The 24 hour moorings below Eynsham Lock were empty, we pulled in. On a bend in the bank, we started to pull along to get a straight edge to the high bank. The Lock Keeper came down to check we were alright and requested we pull right up to the other end of the moorings.

I said we’d need to see him for a license, he asked what our plans were and he suggested seeing the Lock Keeper in the morning, he’d not seen us today and the mooring for the night would be free, bonus! That makes our return journey and timings slightly easier.

In painting mode

A quick check around the area, then Tilly was given three hours to explore the nettles. I sent a message detailing our location to John at Chippy Theatre as some samples had arrived for me and he’d offered to drop them off on his way home tonight.

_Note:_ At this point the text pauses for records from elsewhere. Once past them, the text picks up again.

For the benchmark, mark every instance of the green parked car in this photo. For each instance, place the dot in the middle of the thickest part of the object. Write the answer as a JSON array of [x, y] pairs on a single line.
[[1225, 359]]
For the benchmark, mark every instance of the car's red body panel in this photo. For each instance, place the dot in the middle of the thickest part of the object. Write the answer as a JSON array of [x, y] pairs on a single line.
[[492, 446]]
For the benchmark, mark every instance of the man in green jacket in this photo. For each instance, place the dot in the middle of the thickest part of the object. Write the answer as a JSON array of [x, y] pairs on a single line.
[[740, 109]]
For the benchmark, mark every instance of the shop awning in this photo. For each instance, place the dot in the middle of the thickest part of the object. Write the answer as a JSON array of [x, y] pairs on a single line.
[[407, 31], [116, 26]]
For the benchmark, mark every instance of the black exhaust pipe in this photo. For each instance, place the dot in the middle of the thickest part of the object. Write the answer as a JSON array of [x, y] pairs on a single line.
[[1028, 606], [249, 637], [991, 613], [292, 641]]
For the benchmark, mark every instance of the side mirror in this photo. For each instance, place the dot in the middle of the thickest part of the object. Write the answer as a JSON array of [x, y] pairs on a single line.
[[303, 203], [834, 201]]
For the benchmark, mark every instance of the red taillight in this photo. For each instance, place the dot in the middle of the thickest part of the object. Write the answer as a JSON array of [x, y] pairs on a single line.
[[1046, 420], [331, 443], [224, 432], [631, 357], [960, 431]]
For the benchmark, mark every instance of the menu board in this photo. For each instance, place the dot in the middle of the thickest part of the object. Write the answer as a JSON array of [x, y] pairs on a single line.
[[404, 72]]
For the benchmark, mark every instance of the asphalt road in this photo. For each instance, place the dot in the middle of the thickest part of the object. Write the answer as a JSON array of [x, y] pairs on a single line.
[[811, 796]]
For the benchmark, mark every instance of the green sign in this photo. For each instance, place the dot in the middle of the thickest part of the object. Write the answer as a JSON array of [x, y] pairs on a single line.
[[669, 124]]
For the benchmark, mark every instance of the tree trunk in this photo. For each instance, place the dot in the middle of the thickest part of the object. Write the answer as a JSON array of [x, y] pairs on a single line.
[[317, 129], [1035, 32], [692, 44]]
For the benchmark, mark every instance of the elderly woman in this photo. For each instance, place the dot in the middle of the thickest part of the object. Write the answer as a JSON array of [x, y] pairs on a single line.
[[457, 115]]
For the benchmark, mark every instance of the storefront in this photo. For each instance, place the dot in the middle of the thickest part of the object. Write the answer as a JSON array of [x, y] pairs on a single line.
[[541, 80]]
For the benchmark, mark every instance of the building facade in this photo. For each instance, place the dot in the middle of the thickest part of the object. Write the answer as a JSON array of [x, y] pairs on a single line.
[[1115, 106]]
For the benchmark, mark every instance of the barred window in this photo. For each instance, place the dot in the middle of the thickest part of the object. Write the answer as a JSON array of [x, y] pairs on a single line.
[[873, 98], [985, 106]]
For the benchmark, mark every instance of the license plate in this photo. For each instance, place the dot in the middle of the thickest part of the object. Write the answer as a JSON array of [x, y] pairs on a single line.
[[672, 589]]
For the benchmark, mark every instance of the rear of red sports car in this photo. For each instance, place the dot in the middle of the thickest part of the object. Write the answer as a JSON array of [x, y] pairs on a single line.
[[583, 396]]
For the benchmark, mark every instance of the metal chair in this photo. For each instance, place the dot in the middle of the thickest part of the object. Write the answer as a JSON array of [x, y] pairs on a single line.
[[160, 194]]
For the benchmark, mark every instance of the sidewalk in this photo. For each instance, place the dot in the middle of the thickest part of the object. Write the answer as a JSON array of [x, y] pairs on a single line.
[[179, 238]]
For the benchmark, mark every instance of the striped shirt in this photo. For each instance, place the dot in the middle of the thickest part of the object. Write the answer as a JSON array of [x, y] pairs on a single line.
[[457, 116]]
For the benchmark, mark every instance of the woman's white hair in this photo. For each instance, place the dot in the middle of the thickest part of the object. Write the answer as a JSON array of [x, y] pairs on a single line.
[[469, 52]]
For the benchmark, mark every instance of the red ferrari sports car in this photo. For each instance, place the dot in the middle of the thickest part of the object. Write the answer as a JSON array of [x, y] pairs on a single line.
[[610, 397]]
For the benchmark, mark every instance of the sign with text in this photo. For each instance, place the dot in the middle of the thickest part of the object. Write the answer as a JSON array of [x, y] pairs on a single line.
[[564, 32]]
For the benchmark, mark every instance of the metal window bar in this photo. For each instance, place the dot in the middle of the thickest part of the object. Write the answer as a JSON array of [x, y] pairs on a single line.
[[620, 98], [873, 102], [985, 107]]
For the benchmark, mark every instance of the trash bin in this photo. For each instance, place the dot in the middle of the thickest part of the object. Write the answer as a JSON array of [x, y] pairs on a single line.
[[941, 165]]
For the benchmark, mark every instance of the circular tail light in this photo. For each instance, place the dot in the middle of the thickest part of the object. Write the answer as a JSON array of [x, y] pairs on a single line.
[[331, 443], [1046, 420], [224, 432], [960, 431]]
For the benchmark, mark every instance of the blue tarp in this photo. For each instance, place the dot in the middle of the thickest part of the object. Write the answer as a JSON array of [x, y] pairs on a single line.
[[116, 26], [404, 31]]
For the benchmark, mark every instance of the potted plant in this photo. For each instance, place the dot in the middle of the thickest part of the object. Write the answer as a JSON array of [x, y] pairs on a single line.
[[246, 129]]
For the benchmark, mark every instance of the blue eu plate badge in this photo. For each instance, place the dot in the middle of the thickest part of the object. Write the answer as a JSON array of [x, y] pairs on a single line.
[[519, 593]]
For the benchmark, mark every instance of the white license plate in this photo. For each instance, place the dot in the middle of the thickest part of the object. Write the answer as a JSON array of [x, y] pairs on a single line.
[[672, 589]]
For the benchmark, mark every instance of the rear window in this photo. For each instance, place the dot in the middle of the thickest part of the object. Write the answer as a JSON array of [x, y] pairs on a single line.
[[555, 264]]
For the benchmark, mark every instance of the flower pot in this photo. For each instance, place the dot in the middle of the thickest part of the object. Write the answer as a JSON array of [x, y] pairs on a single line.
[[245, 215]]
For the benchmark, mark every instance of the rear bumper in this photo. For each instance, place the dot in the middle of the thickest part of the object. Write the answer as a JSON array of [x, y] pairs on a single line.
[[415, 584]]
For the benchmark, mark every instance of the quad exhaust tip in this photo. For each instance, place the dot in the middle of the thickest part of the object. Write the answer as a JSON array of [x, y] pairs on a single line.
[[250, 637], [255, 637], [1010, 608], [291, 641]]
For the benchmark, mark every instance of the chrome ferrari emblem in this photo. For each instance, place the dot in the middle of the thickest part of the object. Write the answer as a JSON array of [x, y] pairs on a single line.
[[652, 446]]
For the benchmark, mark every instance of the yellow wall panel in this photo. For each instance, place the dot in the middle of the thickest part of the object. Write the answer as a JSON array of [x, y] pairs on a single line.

The afternoon was spent going through a costing list for panto that was about to be sent out to builders, painting in breadfruit leaves and round palms whilst Mick listened to the cricket. At 6:30 I got a phone call from John he was about five minutes away. It was a very quick five minutes as he was already at the locked gate envelope in hand. Hooray my samples, but not as exciting as I’d hoped, lots of dull green fabrics but some Chinchilla Habotai Silk that looks like a possible.

In for a dip

During the afternoon a group of teenagers had gathered on the opposite bank, many of them enjoying the river waters for a swim. That side is quite shallow so many of them could stand, what a lot of noise! At least they were having a good time. They were replaced with couples having a swim, a tent was set up was there fishing going on?We’re certainly back on a river.

Ideal location for our first night on the Thames

The chairs came out and two of the salmon fillets had a sprinkling of some Thai spices, some veg kebabs and potatoes were prepared, Mick lit the barbeque as three men rowed past heading for the lock. A short while later a couple came past standing up, rowing Venetian style. How very Thames!

But where is Montmorency?

2 locks, 4.8 miles, 1 empty yellow tank, 1 full water tank, 2 rights, 1 little boat, 1 slow lock, 1 anchor, 1 free day, 1 free mooring, 1 envelope, 6 shades of green, 61 leaves painted, 2 kebabs, 2 salmon fillets, 2 pimms, 1 big fat plane, 2 boaters and 1 cat back on the river.

One thought on “How Very Thames. 7th July

  1. christine geraghty

    I love the 3 men in a boat and the lads swimming who look as if they have jumped in from Howards End. Wonderful what you meet on your travels.